As religious leaders participating in the Interfaith Partnership of Greater St. Louis, we offer our prayers and moral support as you consider how to ensure access to healthcare for Missouri’s poorest and most vulnerable persons. We claim no special expertise in the technical aspects of federal healthcare law, including proposals to expand or reform Medicaid. However, we affirm that healthcare is a basic human right for every person and that too many people in our state are uninsured and don’t receive the regular medical care they need.

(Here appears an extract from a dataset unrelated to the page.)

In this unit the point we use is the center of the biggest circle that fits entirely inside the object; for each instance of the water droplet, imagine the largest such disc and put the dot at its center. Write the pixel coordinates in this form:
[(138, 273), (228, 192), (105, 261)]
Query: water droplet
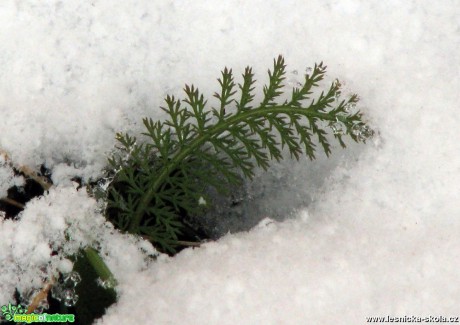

There are over 808,000 uninsured persons in Missouri, according to the U.S. Census Bureau’s 2011 American Community Survey. About 94,000 of these uninsured are children. Behind these statistics are flesh and blood human beings – our brothers and sisters in faith. Too many of them end up addressing their health problems on a crisis-by-crisis basis with visits to crowded emergency rooms.
It does not have to be this way. If the uninsured had health insurance, they could make regular doctor visits, follow preventative health care measures and avoid costly interventions for untreated medical conditions. Access to regular medical care is essential if we are to have a healthier Missouri.
Currently, Missouri prohibits most poor parents from participating in Medicaid. In most circumstances, a mother with two children will not qualify for Medicaid if her annual income exceeds $4,584. This is far below the federal poverty line. By denying health coverage to mothers, we also harm their children for children are far more likely to be enrolled in Medicaid if their mother is also covered. We therefore urge you to expand Medicaid coverage for low-income parents.
Some suggest Missouri phase out its Children’s Health Insurance Program (CHIP), which provides health coverage for lower income children who do not qualify for Medicaid. About 45,000 of these children are in households just above the federal poverty line (100-150% FPL). If these children are forced into insurance exchanges where premiums must be paid, we fear that many will lose their health coverage. We therefore urge you to maintain Missouri’s CHIP program.
In closing, we urge you find ways to expand health coverage for those most in need. Now is no time for Missouri to take a step back when the rest of the nation is moving forward to expand access to health care. God Bless You!